Adriana se colocó a mi lado con una sonrisa helada.
—¿Y qué si eres la esposa? No eres más que un nombre en un papel. Ni tú ni ese hijo que esperas valen lo que yo valgo. Desde ahora, yo y mi hijo… seremos la verdadera familia de Andrés.
Sus palabras me atravesaron como cuchillos, y no pude evitar abofetearla con todas mis fuerzas.
Pero no fue suficiente.
Le agarré del cabello y la sacudí con rabia, golpeándola sin poder parar. No sentía culpa, solo una furia contenida durante meses.
Adriana gritaba como loca.
Hasta que Andrés llegó corriendo y me separó a la fuerza.
Quise matarla. De verdad lo sentí. Después de todo, cuando una mujer ya no tiene nada que perder, es capaz de lo que sea.
Adriana, llorando como si le hubieran arrancado el alma, atrajo a sus padres hasta donde nos encontrábamos.

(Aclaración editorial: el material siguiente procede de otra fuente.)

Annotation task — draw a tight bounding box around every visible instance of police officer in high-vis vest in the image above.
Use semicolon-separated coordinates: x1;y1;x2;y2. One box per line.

La señora Falcón se acercó y, sin pensarlo, me abofeteó.
Andrés intentó detenerla, pero se quedó a medias… y eligió abrazar a Adriana.
—¡Esta mujer ya cruzó todos los límites! —gritó la señora Falcón—. ¡Está embarazada de un bastardo y tú todavía no la echas! ¡Encima, se atreve a golpear a mi hija! Si no la sacas de esta casa, me llevo a Adriana. ¡Y entonces tu familia se quedará sin el primogénito!
Adriana, aún entre lágrimas, me sonrió triunfal.
Andrés no dijo nada al principio. Pero luego… se soltó de ella y vino a mi lado.
—Elena es mi esposa. No voy a echarla. Adriana también puede quedarse. No vuelvan a decir esas cosas. Ambos bebés son míos y son igual de importantes para mí.
No me defendió. No negó las mentiras. Solo me dejó expuesta a la humillación… y lo aceptó con total naturalidad.
Después, con toda la calma del mundo, me pidió que cediera «por el bienestar de Adriana». Así que me sacaron del dormitorio principal, el más soleado de toda la casa, y me llevaron al sótano.
—Solo es un cambio de habitación. Tendrás lo que necesitas, tus comidas, tus cuidados. No te faltará nada —dijo Andrés como si me hiciera un favor.
Pero ya nada importaba. Ni su compasión, ni sus justificaciones, ni sus cuidados fingidos.
Ni siquiera el bebé que crecía en mí…
Ese niño no debía venir al mundo a sufrir.
Y yo ya no tenía fuerzas para seguir luchando.